Tilson Thomas: 25 years of innovation at San Francisco Symphony

Posted on: September 4, 2019

“Cellist Barbara Bogatin remembers when things shifted, as if by a gale force wind, in 1995,” writes Christina Schreil in Sunday’s (8/31) Nob Hill Gazette (San Francisco). “It was Bogatin’s second year at the San Francisco Symphony…. ‘When Michael came, there was a huge burst of energy,’ Bogatin recalls…. ‘It was a more contemporary, informal approach.’ He befitted sophisticated, open-minded audiences embracing experimentation…. From the start, Tilson Thomas was named an innovator…. Twenty-five years later, nearing his closing season as music director, he rings less as classical music’s peace breaker and more as its keystone.

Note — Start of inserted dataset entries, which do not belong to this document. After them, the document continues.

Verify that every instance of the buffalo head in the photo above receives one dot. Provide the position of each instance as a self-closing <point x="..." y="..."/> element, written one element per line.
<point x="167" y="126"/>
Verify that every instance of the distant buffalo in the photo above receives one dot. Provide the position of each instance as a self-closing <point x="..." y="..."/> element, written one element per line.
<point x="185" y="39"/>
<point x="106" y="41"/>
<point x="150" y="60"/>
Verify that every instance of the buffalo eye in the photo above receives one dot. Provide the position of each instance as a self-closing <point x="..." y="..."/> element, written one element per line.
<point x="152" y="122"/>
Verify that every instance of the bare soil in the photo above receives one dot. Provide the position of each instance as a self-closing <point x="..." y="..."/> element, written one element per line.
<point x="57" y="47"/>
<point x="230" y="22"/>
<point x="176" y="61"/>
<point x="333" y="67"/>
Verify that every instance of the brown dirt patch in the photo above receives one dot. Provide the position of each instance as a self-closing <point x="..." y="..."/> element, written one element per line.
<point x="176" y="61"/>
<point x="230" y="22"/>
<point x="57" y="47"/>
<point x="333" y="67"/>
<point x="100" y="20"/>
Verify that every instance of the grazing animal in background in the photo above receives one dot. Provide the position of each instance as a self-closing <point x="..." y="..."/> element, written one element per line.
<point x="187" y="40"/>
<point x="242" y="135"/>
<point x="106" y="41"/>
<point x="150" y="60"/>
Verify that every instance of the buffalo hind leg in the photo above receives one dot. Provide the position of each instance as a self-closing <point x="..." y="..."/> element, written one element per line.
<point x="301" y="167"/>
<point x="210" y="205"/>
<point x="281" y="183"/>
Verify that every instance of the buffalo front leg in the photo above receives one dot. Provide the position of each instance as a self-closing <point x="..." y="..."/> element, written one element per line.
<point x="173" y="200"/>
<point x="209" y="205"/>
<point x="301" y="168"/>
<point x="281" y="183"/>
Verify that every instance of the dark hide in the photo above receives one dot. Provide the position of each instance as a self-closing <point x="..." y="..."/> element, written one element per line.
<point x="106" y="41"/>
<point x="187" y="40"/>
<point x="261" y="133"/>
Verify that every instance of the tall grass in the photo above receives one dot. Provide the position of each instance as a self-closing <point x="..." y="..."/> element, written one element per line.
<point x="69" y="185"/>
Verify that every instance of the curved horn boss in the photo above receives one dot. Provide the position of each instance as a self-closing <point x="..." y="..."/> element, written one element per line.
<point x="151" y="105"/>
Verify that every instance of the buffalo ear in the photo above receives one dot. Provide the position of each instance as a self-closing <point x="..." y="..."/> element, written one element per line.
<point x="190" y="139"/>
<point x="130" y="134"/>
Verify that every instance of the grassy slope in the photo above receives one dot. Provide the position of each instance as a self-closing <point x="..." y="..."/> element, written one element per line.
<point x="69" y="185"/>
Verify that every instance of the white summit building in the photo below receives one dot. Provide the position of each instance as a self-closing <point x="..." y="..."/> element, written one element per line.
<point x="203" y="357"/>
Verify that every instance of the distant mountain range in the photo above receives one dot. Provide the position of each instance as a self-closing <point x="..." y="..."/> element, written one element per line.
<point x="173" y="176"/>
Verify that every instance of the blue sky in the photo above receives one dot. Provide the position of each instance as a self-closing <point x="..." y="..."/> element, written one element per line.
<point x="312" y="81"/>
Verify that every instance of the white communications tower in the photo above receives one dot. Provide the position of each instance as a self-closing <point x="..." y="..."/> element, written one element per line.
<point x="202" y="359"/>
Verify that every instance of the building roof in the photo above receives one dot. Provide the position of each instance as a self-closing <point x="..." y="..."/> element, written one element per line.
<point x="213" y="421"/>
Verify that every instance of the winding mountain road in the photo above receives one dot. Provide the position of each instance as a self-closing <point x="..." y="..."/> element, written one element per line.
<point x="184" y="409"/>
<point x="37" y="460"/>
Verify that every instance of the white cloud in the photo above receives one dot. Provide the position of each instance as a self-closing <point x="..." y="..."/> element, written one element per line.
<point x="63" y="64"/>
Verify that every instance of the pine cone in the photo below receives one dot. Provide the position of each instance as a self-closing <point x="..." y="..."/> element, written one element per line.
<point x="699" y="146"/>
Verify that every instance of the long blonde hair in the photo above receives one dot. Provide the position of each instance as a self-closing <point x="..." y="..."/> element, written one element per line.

He’s the founder and artistic director of the New World Symphony and conductor laureate of the London Symphony Orchestra…. Amid mounting accolades, some wonder if he’s tamed…. Today’s landscape—which MTT helped terraform—expects unrepressed innovation alongside beloved classical standards…. Instead of stepping outside the box, is he keener on polishing it? Jesse Rosen, president of the League of American Orchestras, disagrees. ‘He’s pursuing parallel paths—investment in the core and also staying consistently at the forefront of real important break-throughs…. It’s not just this idea of innovating and expanding repertoire but also positioning the orchestra in very central way, connected to its community,’ ” says Rosen.